A Promotora de Justiça Lisandra Vanneska Monteiro Nascimento Santos, autora do parecer com a recomendação favorável ao casamento pleiteado pelo casal, registrou sua emoção em fazer parte dessa história através da Justiça. 
“Como Promotora de Justiça acredito que o Direito é transformador e pode ser usado para concretizar os direitos da população, como indivíduo e sociedade. Essa conquista vai muito além de um simples parecer ou uma simples decisão. É o Direito em vida, da forma mais genuína. É o artigo 5º da Constituição Federal, que inspirou tantos microssistemas que defendem as minorias”, explica.

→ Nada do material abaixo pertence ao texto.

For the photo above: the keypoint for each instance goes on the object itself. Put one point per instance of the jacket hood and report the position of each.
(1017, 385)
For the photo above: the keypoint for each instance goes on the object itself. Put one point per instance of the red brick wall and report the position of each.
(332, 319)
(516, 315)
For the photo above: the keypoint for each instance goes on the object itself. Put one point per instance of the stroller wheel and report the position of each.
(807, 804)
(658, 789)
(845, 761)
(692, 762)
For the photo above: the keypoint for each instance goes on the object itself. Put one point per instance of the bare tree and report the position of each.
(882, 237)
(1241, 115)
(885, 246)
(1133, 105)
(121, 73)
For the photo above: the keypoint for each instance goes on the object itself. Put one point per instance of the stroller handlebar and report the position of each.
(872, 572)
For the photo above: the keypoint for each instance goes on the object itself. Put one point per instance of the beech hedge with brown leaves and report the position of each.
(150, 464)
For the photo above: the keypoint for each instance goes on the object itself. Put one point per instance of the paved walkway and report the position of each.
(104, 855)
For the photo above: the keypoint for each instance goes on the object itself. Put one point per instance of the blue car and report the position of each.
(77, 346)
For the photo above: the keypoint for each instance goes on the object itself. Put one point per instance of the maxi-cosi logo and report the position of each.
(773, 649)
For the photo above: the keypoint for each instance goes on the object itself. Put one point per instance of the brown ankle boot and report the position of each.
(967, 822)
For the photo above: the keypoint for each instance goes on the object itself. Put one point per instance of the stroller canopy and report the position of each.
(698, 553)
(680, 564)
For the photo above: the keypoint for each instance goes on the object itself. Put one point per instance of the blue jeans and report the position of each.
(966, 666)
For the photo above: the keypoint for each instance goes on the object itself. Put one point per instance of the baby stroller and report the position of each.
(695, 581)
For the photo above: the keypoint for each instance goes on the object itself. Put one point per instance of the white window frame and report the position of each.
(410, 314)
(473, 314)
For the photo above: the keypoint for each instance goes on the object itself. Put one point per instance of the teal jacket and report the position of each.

Em sua fala, o magistrado Áureo Virgílio Queiroz destacou como significativo o feito à época e resgatou algumas curiosidades sobre o caso histórico para a comunidade LGBTQIA+ rondoniense. “Não houve audiência, tudo tramitou através de papéis. Eu já estava trabalhando em casos sobre adoção por parte de casais homoafetivos. Para mim, era incontestável o direito ao reconhecimento, pois tinha tudo que precisava: o requerimento de duas pessoas capazes e idôneas com o parecer do MPRO”, afirma.

Quem também fez questão de destacar a importância do casamento homoafetivo que abriu portas para muitos outros que viriam a seguir foi Jefferson, filho adotivo de Thonny antes da união. “Sou filho de dois pais, negro e candomblecista e enxergo isso como um diferencial positivo que carrego até hoje. Graças a Deus a vida me deu a oportunidade de viver em uma família que me respeita, me ama e me apoia. Sou feliz pelo encontro do meu pai com Rafael, que gerou a nossa família e agora conta com mais uma integrante, minha irmãzinha linda”, enfatizou.

No encerramento da live, a Promotora de Justiça Lisandra Monteiro fez questão de deixar um recado para a família e também para a sociedade em geral. “Quando o Direito abraçou o amor e o afeto, a humanidade entrou pela frente e a intolerância, envergonhada, saiu pelos fundos. Em 2012 a sua família surgiu, os direitos foram se consolidando. Hoje vocês são exemplo de pluralidade e luta. Que sirva de inspiração a tantos outros e outras que temem aparecer, que se sentem menos cidadãos e menos legítimos. A luta é longa, mas o amor sempre venceu o ódio. Que possamos expressar nosso afeto de maneira legítima, sem medo e sem pressa. Que a nossa pressa seja sempre em viver bem e ser feliz”.